A lo largo de sus casi 20 años de carrera, Pablo Trapero pasó de ser un cineasta fundamental del nuevo cine argentino con sus películas independientes (Mundo Grúa 1999, El Bonaerense 2002) a director de la producción nacional más grande y taquillera del 2015 (El Clan). En esta —su novena película como director— el director se la juega por una historia simple pero con una apuesta audaz y provocativa en su tono.
Mia (Martina Gusman) vive junto a su madre Esmeralda (Graciela Borges) y su padre en la bella y pacífica finca familiar llamada La Quietud. Cuando su padre sufra un ACV mientras testificaba ante un fiscal y quede en coma, su hermana Eugenia (Bérénice Bejo) regresa de París para acompañar a la familia en este difícil momento. El reencuentro de las hermanas, los favoritismos de los padres, la presencia de Vincent (Edgar Ramírez), el marido de Eugenia, y Esteban (Joaquín Furriel) -contador amigo de la familia- destaparán una trama de secretos, mentiras y tensión sexual que amenaza con destruir la aparente paz del campo.
Lejos estamos del primer Trapero minimalista e independiente (Mundo Grúa, El Bonaerense) que luego evolucionó a un cineasta con proyectos de mayor talla con cierto compromiso social (Carancho, Leonera, Elefante Blanco). El director siempre se caracterizó por no enfrascarse en una temática concreta e ir construyendo su estilo mientras explora distintos relatos. La Quietud nos invita a espiar en la intimidad de una familia burguesa de apariencia perfecta que oculta una gran cantidad de secretos y miserias enterradas a lo largo de su historia.
Graciela Borges en el papel de rigurosa y gélida matriarca que no oculta el favoritismo por una de sus hijas (y el desprecio hacia la otra) es la principal fortaleza de la película. Esmeralda es la titiritera que maneja los enredados hilos de su núcleo familiar y sus allegados. La reina del cine argentino logra devorarse la atención del espectador y secuestrar cada escena como si hubieran sido diseñadas exclusivamente para su lucimiento.
Si bien Borges es “la cabeza” de la película sin dudas las hermanas son el corazón. Su vínculo es el más fuerte y deberá resistir las olas de secretos y mentiras que amenazan con destruir ese amor fraternal, el único lazo puro y real que parece existir en la película. La química y complicidad que comparten Martina Gusman y Bérénice Bejo es tan auténtico que cuesta creer que no sea parientes en la vida real (y el parecido físico también ayuda). Edgar Ramírez y Joaquín Furriel aprueban con creces en sus roles secundarios pero no son más que accesorios para la trama relegados a un segundo plano por las mujeres de la historia. Esto no es una falla de construcción de personajes, es por diseño, el universo de La Quietud es profundamente femenino.
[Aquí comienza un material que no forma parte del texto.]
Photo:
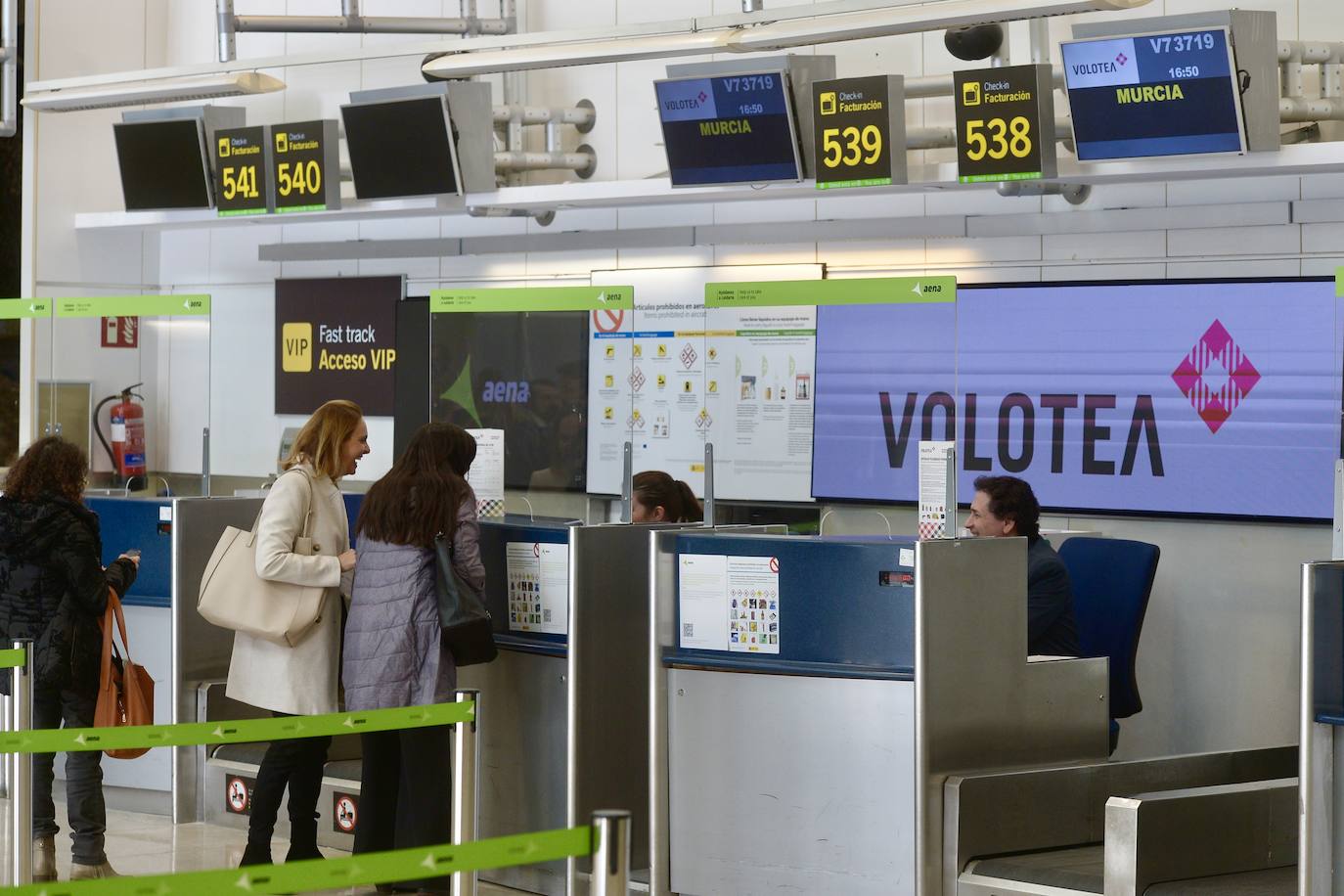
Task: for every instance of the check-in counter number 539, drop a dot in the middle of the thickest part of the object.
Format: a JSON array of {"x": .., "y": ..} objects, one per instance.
[{"x": 851, "y": 146}]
Trapero se arriesga con un tono que por momentos se vuelve incómodo (hay algunas escenas de alto voltaje y en la película se habla de sucesos bastante oscuros de la historia de nuestro país) y se luce como un gran generador de climas y atmósferas. La Quietud no podría sostenerse sin eso. Una vez más demuestra su ojo experto que explota la belleza del entorno rural con planos de gran riqueza visual y algunos ejercicios de cámara muy bien logrados (un plano secuencia en el segundo acto de la película es verdaderamente excelente).
La Quietud logra cumplir con las expectativas que genera como una de las grandes apuestas del cine nacional del año. Una película audaz que se atreve a salir de la zona de confort de las historias familiares intimistas sin caer en el melodrama con dos protagonistas que brillan a la hora de vendernos ese amor de hermanas. Un amor que (en consonancia con la canción que funciona como leitmotiv de la película) arrulla, ahoga, aplasta y te desarma.